Second – it’s legal. Unlike Iraq, this time we got that second UN resolution for military action. UN Security Council Resolution 1973 authorised ‘all necessary measures’ to protect the Libyan people. The mandate is clear, and it specifically excludes a “foreign occupation force”.
Third – it is the right thing to do. There are millions in the Arab world who want to know that the UN and the UK care about their suffering. The Arab League, with the backing of the African Union, and the Organisation of the Islamic Conference, of which Pakistan is a member, called for international action to protect Libyan civilians. We answered that call. The international community cannot stand aside while a regime murders innocent civilians. We learnt this terrible lesson in Bosnia and Rwanda and we must never let it happen again. There are no double standards here, just the single standard that freedom and democracy aren’t the preserve of the West. That is why we have been clear in our condemnation of violence elsewhere in the region and support the rights of all Arab peoples to choose their own future. This is a position we take across the world, which is why we are working at the UN to end the conflict in Cote d’Ivoire, where the former President is trying to block the will of his people with violence.

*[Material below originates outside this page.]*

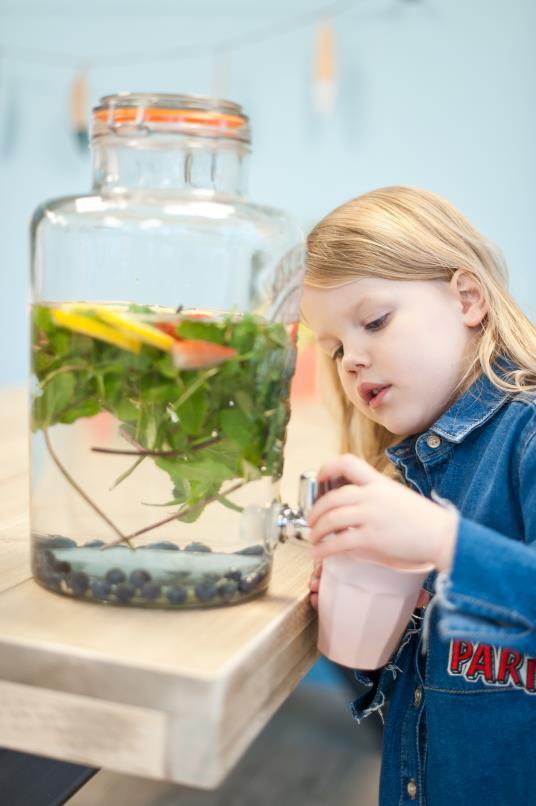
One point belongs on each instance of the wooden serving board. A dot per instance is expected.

Right now, the world is changing. All across the Middle East and in Africa too, people want to choose their own future. For decades, some people assumed that stability in Pakistan or the Middle East required dictatorships. They said that reform and openness would put that stability at risk. But the truth is that was a false choice. As events in the Middle East and North Africa have confirmed, denying people their basic rights does not preserve stability – it undermines it. Freedom, democracy, open societies – these are all things that people in Pakistan have fought for, not just once but over and over again, as civil society has asserted itself against military dictatorships. Pakistan may have a young, fledgling democracy and it faces many challenges, but they know – as people of the Middle East know – that small tentative steps towards democracy are better than the strong and brutal feet of dictatorship. That is why it is right that Britain has stood up for freedom and taken action to allow the people of Libya to choose their own destiny.